The Old Testament appears to discriminate against those with disabilities, saying that they cannot join the priesthood:
For the generations to come none of your descendants who has a defect may come near to offer the food of his God. No man who has any defect may come near: no man who is blind or lame, disfigured or deformed; no man with a crippled foot or hand, or who is a hunchback or a dwarf, or who has any eye defect, or who has festering or running sores or damaged testicles.
However, there are other ways of interpreting the Biblical message:
Inclusion is right at the heart of the Christian Gospel, for the good news of Jesus is open to all of humanity. This is at no other point clearer in the New Testament than on the day of Pentecost described in Acts 2:1-11. On that day, Jews from all over the known world had gathered in Jerusalem and many of them spoke different languages. Through the Holy Spirit, despite the differences of those gathered, each one was able to learn about ‘God’s deeds of power’ (v.11) in the language they used. The good news was not for an elite few, but was freely accessible to everyone using a medium they were capable of understanding.
Christian people believe today that the Holy Spirit continues to be alongside humanity as the presence of God with us, our advocate and guide. Because of the presence and activity of the Holy Spirit in the world today, the good news of Jesus Christ continues to be accessible to all. Not everyone will understand even a part of the good news presented to them because they have limited abilities, but none of us understand it all for all of us are limited human beings. People with severe learning difficulties or severe communication impairments may not understand anything at all, but we should not underestimate the Spirit's ability to engage with every human being – as they are – and to make known to them the love of Christ for love is something to be experienced and not understood. Some more able-bodied people may be used as instruments by which that love is conveyed, but that can also be true the other way around.
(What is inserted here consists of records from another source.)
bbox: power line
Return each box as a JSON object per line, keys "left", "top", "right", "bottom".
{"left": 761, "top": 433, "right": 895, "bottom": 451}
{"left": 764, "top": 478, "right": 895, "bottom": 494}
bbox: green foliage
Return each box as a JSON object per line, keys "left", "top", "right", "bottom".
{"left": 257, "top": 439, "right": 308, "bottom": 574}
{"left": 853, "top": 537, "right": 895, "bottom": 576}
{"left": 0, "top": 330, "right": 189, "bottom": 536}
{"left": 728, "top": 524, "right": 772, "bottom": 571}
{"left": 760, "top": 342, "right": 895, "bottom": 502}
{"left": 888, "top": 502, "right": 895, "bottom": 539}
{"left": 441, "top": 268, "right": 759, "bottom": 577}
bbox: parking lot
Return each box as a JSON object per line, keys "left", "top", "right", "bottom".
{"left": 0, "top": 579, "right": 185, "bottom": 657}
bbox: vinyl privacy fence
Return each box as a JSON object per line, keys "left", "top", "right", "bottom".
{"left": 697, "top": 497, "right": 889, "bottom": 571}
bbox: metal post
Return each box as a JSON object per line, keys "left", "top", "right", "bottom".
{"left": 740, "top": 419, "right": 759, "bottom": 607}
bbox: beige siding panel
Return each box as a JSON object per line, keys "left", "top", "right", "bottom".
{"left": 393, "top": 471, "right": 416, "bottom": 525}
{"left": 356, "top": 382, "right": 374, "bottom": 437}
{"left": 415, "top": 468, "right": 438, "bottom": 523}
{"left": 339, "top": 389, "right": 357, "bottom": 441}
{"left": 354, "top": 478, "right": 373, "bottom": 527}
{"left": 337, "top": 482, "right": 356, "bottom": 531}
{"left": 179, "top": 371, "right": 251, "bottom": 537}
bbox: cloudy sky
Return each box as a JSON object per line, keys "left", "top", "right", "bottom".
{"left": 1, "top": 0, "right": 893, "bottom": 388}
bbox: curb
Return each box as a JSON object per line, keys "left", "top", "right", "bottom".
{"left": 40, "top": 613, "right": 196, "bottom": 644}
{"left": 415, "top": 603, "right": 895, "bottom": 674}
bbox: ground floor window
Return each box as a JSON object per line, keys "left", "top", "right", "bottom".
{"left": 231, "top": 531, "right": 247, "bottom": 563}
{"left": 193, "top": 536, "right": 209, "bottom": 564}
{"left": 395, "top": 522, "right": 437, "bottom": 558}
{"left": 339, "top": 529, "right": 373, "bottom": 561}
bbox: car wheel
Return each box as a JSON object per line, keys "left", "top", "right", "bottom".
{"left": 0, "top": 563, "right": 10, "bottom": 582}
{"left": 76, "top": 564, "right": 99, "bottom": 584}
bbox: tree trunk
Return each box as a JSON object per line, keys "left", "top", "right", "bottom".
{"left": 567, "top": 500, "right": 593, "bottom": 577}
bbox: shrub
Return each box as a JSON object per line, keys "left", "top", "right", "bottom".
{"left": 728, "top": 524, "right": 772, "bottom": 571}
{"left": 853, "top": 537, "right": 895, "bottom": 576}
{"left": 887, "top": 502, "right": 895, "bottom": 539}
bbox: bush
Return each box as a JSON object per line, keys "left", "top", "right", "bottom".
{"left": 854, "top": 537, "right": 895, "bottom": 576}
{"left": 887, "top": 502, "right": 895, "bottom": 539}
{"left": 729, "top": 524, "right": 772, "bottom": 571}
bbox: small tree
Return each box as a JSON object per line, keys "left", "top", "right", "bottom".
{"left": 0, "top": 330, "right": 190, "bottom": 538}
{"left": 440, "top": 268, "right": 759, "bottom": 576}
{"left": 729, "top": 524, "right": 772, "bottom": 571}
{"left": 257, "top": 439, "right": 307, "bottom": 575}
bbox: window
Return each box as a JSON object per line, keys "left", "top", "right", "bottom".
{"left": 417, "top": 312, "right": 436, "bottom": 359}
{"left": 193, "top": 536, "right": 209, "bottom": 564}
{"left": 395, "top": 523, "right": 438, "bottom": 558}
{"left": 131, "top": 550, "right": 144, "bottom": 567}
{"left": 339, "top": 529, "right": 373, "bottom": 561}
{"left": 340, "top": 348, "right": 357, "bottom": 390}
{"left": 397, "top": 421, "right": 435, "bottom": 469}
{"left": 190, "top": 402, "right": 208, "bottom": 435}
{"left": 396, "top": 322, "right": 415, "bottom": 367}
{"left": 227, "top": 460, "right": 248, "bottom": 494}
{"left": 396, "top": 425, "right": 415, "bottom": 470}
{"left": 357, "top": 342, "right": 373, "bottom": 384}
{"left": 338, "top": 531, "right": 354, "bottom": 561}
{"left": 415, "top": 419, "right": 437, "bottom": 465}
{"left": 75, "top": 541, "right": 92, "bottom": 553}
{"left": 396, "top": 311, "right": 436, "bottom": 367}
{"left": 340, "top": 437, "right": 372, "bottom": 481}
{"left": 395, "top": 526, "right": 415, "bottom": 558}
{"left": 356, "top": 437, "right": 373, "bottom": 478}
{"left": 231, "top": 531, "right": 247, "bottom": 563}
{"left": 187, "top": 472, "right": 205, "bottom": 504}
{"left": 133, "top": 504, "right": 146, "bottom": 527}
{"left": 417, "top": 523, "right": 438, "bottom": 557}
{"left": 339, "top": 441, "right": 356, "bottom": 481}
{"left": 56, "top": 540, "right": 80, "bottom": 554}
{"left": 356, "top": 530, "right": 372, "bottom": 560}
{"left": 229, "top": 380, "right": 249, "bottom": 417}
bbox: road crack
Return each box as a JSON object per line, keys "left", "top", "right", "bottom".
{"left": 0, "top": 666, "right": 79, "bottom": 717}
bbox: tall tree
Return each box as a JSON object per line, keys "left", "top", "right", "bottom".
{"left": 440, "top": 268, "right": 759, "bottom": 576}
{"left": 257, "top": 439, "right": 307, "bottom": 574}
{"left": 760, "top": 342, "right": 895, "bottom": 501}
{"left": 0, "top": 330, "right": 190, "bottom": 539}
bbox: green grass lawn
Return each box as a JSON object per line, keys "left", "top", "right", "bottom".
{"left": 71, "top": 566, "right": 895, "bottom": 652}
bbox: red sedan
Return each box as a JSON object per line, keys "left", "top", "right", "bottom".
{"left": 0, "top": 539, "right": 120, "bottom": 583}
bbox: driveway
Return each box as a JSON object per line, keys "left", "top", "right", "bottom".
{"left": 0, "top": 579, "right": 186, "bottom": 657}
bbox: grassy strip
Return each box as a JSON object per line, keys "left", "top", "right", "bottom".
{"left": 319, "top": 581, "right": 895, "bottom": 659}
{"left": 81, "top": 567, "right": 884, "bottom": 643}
Disabled people together with all other human beings reflect the image of their Creator God. They do not distort that image any more than anyone else simply because their bodies or minds do not conform to what society has defined as ‘normal’. Acknowledging this reality can serve as a reminder that disabled people should be treated as full and not lesser human beings. Each person, in their uniqueness, deserves the respect and love that would be shown to anyone or anything that bears the mark of the Creator.
Wayne Morris, Church Action on Disability
The words of Jesus seem to sum up a positive view on disability:
I have come that they may have life, and have it to the full.